Дрейк открыл древнюю индийскую шкатулку, принадлежавшую когда-то чуть ли не самому Васко да Гаме, вынул из нее скрученный в трубочку тугой бежевый лист самой лучшей бумаги, убедился, что все в нем написано правильно, и портрет Изабеллы передается Нежинской картинной галерее, а зеркало – историческому музею, скрутил лист в трубочку, перевязал его шнурком, поставил личную печать и вложил его обратно в шкатулку, закрыл ее, оставив в ней ключик, и поставил к зеркалу, в котором не было больше никого.
Когда он вышел на палубу, не было ни города, ни корабля, ни воды, ни неба, перед ним и вокруг него трепетал ослепительно синий шелк настоящего, который ветер сдирал с него, как кожу. «Это меня открывают на площади, – усмехнулся Дрейк, – и сдирают с меня брезент».
«Кончай травить, отдать швартовы! Довольно фэнтези, сэр Дрейк! Наконец-то этот городишко будет мой!» В глазах капитана плясал черт, а из души рвался Васко да Гама. А может, и еще какой зверь. Пощады не будет никому. Потому что никого уже в том городе не осталось, даже тополей и безмозглых собак, даже простеньких добрых воспоминаний. Там только, в стороне, за оврагом, ютятся по кухням воздушных замков всякие консерватории и выставки – их он не тронет, их и тронуть-то не за что! Он пробовал найти в душе хоть каплю теплого чувства к месту, в котором жил, и не нашел. Только что он был в этом городе и не узнал его: город чужой, товары чужие, чужие машины, чужая реклама, язык чужой и люди чужие! Небритые, похожие на заводных бандитиков, Мальборо и Фабрицио, зовут с громадных плакатов и витрин наших девушек к себе, за собой, а те прыгают к ним в седло, прижимаются к пропитому не нашим вином, прокуренному не нашим табаком, пропотевшему не нашим потом, такому чужому, еще более чужому, чем кентавр или гризли, ковбою. И мужиков-то нет, чтобы их удержать, а одни лишь салаги! Нет, бельдюги, я вас завоевывал не для того, чтобы вы завоевали меня! Со мной это у вас не получится!

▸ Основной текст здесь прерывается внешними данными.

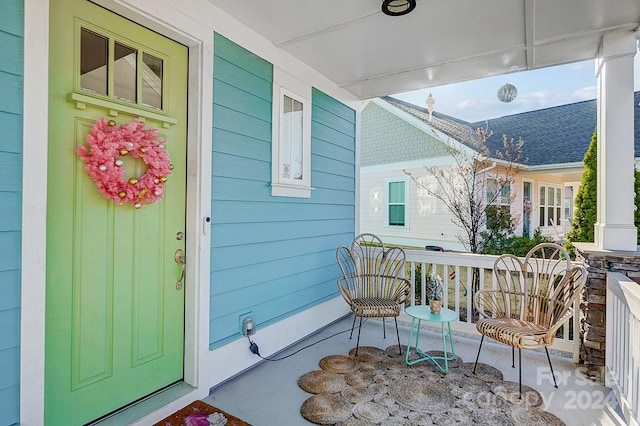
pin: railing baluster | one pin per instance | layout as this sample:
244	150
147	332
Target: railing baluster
623	344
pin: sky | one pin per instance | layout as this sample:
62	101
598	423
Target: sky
477	100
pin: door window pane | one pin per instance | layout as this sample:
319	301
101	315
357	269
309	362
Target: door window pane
152	81
94	51
124	73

– К берегу! К бою! – отдал он приказ. – Спустить пиннасы! Пушки – заряжай! Прямой наводкой! И бей! Бей – резко – прямо – прямой левой! Ну, бей же, бей!
И не сдавайся – сожми губы – коль кровь во рту!
Не дрейфь – Фрэнк Дрейк – и выплюнь капу – коль стало жить – невмоготу!
2002 г.
[1] Слушай, смотри, молчи.
[2] Новый человек; выскочка, парвеню.
[3] Лицо – зеркало души.
[4] Довольно слов.
[5] Восхвалитель былых времен.
[6] Здравствуй.
[7] Счастливы обладающие.
[8] Право первой ночи.
[9] Истина в вине
[10] Написанное остается
[11] Пока дышу, надеюсь
[12]Чистый лист; нечто чистое, нетронутое.